COSLA was clear that this year we needed and asked for a £1bn extra in real terms however we have ended up with £38million and that this was simply not good enough. COSLA added that to avoid socially harmful cuts, the finances of Local Government need early and proactive discussions to avoid an annual public argument about the reality of what can and cannot be afforded by Councils. Councils also need more freedom to address local priorities and the ability to focus on improving outcomes.

Commenting today, COSLA’s Resources Spokesperson Councillor Katie Hagmann said:  “Given the significance of our council services to the lives and livelihoods of everyone across Scotland, communities deserve clear and consistent facts in relation to Local Government finance rather than a yearly debate on how much money is or is not available.  All our communities are concerned about is the level of service they can expect that there is support for the most vulnerable and want to ensure their local environment looks and feels as good as it can – all of these things are under threat because of successive years of underfunding.

“Last week saw the publication of the Accounts Commission’s report on the health of council finances. The report makes it clear that councils are going to have to take very tough decisions over the next few years to balance the books, given the financial pressures they face.

“Responding to the Accounts Commission report, Scottish Government has quoted both real and cash terms increases of £2.2 bn between 2013-14 and 2022-23, but this is contradictory.

“We owe it to our communities to be clear, consistent and transparent about the starting point and how much less, in reality, councils have to spend year on year on the services that our communities rely on.

“In 2013-14, the Local Government funding settlement was worth £10.3 bn. Looking to 22-23 the Scottish Government provided £12.5 bn. This does equate to a £2.2 bn cash increase. However, that increase is heavily ring fenced and directed funding for core services and local priorities has stayed the same.

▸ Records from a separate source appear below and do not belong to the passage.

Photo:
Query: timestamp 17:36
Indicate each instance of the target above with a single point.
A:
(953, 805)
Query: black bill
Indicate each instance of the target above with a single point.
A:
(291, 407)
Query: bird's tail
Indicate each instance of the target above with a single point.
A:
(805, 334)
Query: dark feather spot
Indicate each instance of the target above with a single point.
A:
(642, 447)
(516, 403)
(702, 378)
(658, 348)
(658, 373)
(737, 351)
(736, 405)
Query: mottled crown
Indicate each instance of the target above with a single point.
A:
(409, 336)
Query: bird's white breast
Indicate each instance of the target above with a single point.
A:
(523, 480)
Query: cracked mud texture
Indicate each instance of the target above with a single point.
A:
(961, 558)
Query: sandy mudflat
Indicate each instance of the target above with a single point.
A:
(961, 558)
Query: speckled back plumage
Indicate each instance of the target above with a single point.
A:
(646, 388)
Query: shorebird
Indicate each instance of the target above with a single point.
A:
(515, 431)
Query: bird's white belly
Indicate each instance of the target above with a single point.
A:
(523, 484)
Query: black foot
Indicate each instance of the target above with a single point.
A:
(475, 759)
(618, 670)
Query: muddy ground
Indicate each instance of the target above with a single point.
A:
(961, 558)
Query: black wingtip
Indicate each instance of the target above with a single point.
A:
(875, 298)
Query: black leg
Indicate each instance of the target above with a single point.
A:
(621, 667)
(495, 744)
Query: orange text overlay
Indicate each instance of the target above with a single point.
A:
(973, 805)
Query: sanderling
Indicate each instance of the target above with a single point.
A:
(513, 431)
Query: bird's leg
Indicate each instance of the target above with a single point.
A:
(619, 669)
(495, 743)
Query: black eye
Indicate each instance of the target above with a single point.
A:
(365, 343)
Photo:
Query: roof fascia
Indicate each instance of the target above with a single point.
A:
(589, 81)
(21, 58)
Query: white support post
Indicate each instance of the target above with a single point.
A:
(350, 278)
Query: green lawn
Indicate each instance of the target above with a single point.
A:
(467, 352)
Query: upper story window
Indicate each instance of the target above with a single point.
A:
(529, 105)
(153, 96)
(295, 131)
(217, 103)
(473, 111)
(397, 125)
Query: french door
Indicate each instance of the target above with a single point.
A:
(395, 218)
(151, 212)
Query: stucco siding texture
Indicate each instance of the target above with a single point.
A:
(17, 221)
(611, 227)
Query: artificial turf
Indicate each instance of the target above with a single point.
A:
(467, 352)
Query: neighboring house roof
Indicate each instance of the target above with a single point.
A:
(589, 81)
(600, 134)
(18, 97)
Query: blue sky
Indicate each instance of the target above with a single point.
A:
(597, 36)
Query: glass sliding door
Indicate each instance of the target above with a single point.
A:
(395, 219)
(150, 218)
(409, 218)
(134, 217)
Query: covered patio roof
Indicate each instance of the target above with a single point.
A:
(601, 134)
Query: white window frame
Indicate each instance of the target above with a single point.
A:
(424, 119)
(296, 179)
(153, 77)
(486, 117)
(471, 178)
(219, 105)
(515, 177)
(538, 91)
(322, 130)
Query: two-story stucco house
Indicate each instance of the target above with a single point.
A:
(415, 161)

“The reality of having the same amount of money this year as 10 years ago for core services is a real terms cut. As well as increasing costs, this money is also now required to deliver more services than it was 10 years ago - Scotland’s population has increased, the number of households has gone up, COVID has left a legacy of support needs for the most vulnerable and as people live longer, their care needs have become more complex. This is just a snapshot of the demands being faced by councils, not to mention inflation and energy costs.

“For 2023-24, Scottish Government has stated that councils have seen a “£570m increase in their budgets” but the reality is, that only £38m of this can go towards pressures such as inflation, pay and service demand with the rest is for policy commitments that are already in the system, for example £100m to meet Real Living Wage commitments in social care.

“To put this into perspective, a 1% increase in pay across the Local Government workforces equates to around £100m. £38m will not go very far, especially when combined with energy price hikes, supporting the most vulnerable and our commitments to tackle the climate emergency.

“This year, demand for services like social care is at an all-time high but given the range of pressure facing councils, they simply don’t have the resources they need to work towards keep people out of hospital. Each day during winter, there is quite rightly a focus on getting people out of hospital to free up beds– currently councils support just over 97% of patients to be discharged without delay. The problem is not just getting people out of hospital but stopping them going in - councils simply don’t have the resources they need to provide the care packages or the interventions that prevent ill-health.

“COSLA’s key concerns are not only the socially harmful impact of cuts on our communities, but the way in which Local Government finance has been presented to them. The messaging is that there is more money for essential services each year despite this not being the case with councils asking communities about where they want to see cuts and reductions if essential services, like schools, roads, waste collection, child and adult protection, environmental health and social care are to continue to be delivered, every day of every year.”